Coleridge Initiative

Show US the Data

Kaggle Winners' Methods

Nguyễn Tuấn Khôi & Nguyễn Quán Anh Minh - Context Similarity via Deep Metric Learning

The authors of this approach emphasized the importance of using semantic context in the model and aimed for a general solution that uses a semantic context to detect a dataset citation. In this model, an input text is randomly split into Support Set and Query Set. In the Support Set,  the authors used a <MASK> label to replace all dataset titles in the input text, and then passed all input text from the Support Set into a Bert Model. In the Query Set,  they passed the raw input into a shared Bert Model used in the Support Set. Output from the Support/Query Set is passed into an ArcFace Metric Learning layer. Also, a part of output from the Support Set is used to calculate a scaled cosine similarity with information from the input text in the Query Set, which is later used for training the named entity recognition (NER) model via BCE loss. After training, the NER model is also used to predict the dataset in the test set.


The authors of this approach also did some post processing. They used a threshold frequency of two, which means if  their model can detect that dataset title twice,  they will get that dataset.  They chose a threshold frequency of two because in the training set there are many dataset titles appearing only one-two times, they tried thresholds in range from 1 to 4, however, the result didn’t change much (less than 1%). The final submission is based on an ensemble of allenai/scibert and allenai/biomed_roberta models.


In the following example, their model predicts “Information Resource Incorporated (IRI) Consumer Network Panel (CNP)” and “Consumer Expenditure Survey (CES)” as datasets: “Results from shoppers’ intercept survey data collected at 13 stores in LI areas in nine Northeastern locations were compared with those obtained using secondary household food purchasing data from the Information Resource Incorporated (IRI) Consumer Network Panel (CNP) courtesy of the USDA Economic Research Service (ERS), and food expenditures from the Consumer Expenditure Survey (CES) of the US Bureau of Labor Statistics”.
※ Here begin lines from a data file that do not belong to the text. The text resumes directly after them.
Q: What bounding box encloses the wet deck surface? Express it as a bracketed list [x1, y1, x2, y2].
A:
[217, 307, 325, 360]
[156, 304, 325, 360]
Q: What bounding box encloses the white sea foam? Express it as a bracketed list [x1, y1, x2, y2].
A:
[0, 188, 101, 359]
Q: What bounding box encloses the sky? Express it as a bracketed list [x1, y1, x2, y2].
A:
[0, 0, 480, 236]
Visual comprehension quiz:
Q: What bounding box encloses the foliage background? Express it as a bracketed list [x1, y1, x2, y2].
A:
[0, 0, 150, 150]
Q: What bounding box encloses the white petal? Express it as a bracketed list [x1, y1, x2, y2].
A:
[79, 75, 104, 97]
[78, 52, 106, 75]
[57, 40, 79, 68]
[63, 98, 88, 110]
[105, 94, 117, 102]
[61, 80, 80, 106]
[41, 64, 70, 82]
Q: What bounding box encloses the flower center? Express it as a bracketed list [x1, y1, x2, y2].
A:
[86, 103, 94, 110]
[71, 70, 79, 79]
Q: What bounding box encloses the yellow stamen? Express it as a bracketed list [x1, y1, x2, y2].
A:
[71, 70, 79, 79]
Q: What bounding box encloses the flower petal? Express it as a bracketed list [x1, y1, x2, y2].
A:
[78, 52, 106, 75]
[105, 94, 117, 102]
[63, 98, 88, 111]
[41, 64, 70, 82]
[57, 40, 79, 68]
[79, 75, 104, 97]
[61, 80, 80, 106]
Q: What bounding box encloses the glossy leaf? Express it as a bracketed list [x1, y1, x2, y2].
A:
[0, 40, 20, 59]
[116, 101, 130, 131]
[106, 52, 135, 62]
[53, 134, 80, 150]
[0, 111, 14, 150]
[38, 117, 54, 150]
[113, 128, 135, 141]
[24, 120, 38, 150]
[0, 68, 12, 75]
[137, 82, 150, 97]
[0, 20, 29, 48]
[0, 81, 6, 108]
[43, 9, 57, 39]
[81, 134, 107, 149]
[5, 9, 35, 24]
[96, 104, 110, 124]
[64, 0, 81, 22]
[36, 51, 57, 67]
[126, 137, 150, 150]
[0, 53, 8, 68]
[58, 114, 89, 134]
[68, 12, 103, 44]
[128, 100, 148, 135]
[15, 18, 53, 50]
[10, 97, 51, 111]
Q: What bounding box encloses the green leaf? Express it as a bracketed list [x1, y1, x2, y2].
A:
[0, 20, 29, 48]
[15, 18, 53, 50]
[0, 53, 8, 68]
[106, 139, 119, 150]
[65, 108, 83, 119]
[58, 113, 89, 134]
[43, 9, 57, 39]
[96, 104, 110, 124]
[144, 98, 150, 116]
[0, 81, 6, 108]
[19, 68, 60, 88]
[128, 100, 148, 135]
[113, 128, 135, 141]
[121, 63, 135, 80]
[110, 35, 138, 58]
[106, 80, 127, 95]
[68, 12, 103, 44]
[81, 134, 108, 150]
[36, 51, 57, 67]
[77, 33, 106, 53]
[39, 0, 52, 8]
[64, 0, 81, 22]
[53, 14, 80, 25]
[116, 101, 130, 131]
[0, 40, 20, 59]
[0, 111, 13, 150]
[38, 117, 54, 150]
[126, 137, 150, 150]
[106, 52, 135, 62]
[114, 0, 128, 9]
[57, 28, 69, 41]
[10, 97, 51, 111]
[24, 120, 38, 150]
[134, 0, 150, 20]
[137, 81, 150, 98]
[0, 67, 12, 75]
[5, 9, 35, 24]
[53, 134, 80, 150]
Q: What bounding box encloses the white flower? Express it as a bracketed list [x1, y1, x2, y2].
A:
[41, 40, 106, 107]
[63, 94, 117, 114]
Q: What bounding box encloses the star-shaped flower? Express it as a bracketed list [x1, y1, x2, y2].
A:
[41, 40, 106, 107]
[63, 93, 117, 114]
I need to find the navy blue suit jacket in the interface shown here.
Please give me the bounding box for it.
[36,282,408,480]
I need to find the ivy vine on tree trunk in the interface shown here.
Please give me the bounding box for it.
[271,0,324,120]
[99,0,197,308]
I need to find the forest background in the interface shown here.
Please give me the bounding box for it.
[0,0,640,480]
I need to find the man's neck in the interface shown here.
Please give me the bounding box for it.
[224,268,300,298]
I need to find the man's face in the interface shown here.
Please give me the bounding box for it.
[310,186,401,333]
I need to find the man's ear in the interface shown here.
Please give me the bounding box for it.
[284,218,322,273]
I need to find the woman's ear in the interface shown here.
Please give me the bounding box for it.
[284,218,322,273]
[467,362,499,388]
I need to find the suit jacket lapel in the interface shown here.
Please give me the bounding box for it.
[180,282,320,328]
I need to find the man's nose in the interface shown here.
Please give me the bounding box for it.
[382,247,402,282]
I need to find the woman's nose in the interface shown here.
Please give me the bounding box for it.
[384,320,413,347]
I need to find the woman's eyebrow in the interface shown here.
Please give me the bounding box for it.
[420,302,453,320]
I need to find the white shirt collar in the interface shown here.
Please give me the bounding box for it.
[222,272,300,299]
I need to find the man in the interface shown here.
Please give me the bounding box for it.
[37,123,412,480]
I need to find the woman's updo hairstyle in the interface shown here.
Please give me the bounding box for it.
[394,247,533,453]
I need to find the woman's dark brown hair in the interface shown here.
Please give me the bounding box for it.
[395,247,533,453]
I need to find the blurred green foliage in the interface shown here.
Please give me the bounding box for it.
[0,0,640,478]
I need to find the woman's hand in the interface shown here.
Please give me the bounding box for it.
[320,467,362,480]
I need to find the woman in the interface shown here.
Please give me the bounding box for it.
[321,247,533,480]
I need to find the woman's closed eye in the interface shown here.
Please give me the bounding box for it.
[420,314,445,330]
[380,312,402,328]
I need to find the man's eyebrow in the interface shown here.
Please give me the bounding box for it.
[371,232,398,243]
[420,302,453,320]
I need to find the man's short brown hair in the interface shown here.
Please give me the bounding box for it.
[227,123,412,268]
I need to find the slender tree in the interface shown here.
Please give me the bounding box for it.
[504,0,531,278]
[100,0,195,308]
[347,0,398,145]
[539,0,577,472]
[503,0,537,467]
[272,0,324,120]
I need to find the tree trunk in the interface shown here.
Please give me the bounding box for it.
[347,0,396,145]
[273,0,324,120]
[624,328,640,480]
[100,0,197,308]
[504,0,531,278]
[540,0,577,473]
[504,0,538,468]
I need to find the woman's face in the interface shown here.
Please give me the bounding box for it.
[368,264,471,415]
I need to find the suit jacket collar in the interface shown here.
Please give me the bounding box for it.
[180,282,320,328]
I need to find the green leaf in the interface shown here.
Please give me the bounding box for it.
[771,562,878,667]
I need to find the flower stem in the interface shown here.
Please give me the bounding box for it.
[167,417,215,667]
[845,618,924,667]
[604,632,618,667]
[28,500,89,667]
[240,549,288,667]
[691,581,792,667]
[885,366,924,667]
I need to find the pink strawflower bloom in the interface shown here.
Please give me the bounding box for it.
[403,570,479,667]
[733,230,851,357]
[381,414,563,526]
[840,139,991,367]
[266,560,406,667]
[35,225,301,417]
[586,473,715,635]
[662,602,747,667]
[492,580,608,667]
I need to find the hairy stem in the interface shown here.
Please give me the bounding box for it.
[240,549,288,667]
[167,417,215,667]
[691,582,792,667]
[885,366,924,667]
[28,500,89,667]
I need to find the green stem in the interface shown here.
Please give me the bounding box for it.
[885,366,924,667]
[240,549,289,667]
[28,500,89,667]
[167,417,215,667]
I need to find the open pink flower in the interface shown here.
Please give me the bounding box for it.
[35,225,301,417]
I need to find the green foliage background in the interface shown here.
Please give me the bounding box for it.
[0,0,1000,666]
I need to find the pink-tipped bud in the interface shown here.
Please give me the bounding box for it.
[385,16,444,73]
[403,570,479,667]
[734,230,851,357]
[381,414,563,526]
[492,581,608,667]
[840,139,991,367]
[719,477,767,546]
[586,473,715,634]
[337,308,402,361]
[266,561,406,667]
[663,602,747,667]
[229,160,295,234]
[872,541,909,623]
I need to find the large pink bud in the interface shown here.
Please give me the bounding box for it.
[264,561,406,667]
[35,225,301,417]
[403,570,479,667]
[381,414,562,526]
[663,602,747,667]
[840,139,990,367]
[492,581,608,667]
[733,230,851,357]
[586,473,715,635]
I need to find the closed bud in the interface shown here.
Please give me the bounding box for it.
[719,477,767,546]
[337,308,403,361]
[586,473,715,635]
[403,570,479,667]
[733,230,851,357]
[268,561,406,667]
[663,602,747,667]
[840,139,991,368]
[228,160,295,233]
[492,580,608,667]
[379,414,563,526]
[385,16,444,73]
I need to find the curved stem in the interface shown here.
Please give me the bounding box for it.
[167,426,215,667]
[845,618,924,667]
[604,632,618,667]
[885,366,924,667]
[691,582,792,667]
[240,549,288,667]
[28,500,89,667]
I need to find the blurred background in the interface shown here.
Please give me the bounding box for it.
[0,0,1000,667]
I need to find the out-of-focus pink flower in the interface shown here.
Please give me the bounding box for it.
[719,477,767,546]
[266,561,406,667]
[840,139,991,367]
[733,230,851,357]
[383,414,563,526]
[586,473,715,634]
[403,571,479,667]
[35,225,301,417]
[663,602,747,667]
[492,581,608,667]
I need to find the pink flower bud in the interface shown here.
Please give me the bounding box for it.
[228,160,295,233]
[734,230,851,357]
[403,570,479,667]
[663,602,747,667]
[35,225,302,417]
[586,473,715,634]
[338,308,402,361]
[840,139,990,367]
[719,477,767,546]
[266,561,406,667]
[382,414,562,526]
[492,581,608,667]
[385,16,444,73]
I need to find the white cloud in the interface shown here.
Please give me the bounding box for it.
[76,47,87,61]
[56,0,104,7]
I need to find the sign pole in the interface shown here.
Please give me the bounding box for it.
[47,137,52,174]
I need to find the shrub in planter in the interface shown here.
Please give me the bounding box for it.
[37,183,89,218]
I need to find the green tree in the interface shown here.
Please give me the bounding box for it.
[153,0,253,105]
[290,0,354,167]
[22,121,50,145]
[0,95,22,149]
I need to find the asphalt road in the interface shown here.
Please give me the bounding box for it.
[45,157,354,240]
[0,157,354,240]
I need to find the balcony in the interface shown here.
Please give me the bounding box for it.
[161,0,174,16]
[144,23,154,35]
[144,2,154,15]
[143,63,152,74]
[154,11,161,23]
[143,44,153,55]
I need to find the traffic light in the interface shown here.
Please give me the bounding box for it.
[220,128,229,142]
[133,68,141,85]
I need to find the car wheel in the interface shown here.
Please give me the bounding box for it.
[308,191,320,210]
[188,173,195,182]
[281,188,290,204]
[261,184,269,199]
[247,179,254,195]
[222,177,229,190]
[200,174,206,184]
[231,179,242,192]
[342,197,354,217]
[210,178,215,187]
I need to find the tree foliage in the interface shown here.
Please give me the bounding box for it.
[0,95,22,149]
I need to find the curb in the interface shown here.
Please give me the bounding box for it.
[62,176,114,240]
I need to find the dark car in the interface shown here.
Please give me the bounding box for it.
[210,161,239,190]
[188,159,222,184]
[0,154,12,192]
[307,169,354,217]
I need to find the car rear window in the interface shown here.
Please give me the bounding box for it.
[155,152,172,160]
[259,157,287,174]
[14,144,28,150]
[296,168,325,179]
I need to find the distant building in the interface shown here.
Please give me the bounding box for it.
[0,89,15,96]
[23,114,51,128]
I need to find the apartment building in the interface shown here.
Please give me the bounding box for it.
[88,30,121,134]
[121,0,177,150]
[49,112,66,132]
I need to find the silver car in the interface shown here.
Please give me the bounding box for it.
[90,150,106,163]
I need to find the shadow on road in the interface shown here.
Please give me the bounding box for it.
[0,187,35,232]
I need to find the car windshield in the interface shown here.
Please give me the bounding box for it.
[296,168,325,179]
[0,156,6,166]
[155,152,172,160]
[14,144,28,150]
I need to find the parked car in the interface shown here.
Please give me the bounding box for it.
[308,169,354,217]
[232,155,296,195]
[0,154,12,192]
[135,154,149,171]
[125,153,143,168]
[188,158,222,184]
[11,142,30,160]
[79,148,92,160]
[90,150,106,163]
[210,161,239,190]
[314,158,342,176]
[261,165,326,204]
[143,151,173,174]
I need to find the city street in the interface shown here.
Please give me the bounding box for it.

Chun Ming Lee - Transformer-Enhanced Heuristic Search

The key insight of his approach is that datasets are often referenced in academic papers as mixed cap words followed by an acronym in parentheses e.g., “Baltimore Longitudinal Study of Aging (BLSA)”. His solution searches across documents for strings in the format “LONG-NAME (ACRONYM)” using the Schwartz-Hearst non-learning string search algorithm, an advanced regex search algorithm. Candidate strings are then classified as datasets (e.g., “Baltimore Longitudinal Study of Aging (BLSA)) or other types of non-dataset references (e.g., “Organization for Economic Co-operation and Development (OECD)), using a RoBERTa-base Transformer binary classifier fine-tuned on hand-annotated labels. Given not all papers refer to datasets using the full “LONG-NAME (ACRONYM)” format, a  search of LONG-NAME strings without acronym is also performed if LONG-NAME (ACRONYM) occurs frequently, over 50 times, across documents. 

The predictions are then collated for each document, and only candidates that meet key requirements are accepted – either minimum document frequency or regex match strings that are very likely to be datasets (e.g., mixed capitalized words ending with Study/Survey). In the following example, the “National Longitudinal Survey of Youth” is predicted by the classifier as a dataset with 0.99 probability: “Using data from the National Longitudinal Survey of Youth, the purpose of this thesis is to investigate whether and how parental divorce affects children’s post-baccalaureate educational attainment.” In lieu of the Transformer classifier, a simple regex match of “(A-Z)[a-z]+ Study/Survey$” and “(Study/Survey) of ” may capture a significant chunk of datasets. 

Chun Ming believes that the successful performance of his model is due to the fact that he focused on building a model that could reject non-dataset strings. Scraping data for positive examples of datasets (e.g., from and building models on such data could induce a bias to making more predictions, as such models are trained with many positive examples and relatively fewer negative examples. This is important given the competition metric which punished False Positives more than False Negatives.Any attempt to inject semantic context into the models seemed to worsen the performance; thus, the decision was made to focus on identifying datasets purely by title instead of using semantic context. 

Mikhail Arkhipov- Pure Pattern Matching

The solution is based on pattern matching with a simple heuristic: a capitalized sequence of words that includes a keyword and that is followed by parenthesis usually refers to a dataset; therefore, any sequence like Xxx Xxx Keyword Xxx (XXX) is considered as a good candidate to be a dataset. For both train and test documents, all capitalized sequences followed by brackets and containing data-specific keywords (from a manually created list of keywords, such as “study”, “survey”, “assessment”, etc.) are extracted from the text to form a candidate set. All candidates containing stop-words (from a manually created list of stop-words, mainly specifying organizations, such as “lab”, “centre”, “consortium”, etc.) are discarded. The candidates that co-occur (in the same sentence) with the word “data” less than in 10% of the cases are also discarded. 

Moreover, capitalized words are allowed to connect through prepositions or conjunctions. However, sequences ending with parentheses that enclose abbreviations are restricted to partially prevent merging multiple datasets connected via conjunctions. The final prediction is a simple substring search for all extracted and filtered mentions without brackets for each document. In addition, for each detected mention, it is important to search for parentheses with abbreviations right after the mention. Sometimes they contain specified versions of the dataset (e.g., NELS:88). The abbreviations from the parenthesis are added as separate predictions.

Example of a dataset prediction by this model.

Mikhail Arkhipov notes that there is some evidence that in a “low-resource regime”, simple string-matching methods work surprisingly well for Entity Linking, which is quite similar to Detection of dataset mentions. Even the application of modern sophisticated neural methods shows significantly lower results in absence of such “mention string collection”. Also, there are many successful cases of pattern matching (e.g., Hearst Patterns) solving such problems, which motivated Mikhail Arkhipov to focus on the simple string/pattern matching heuristics.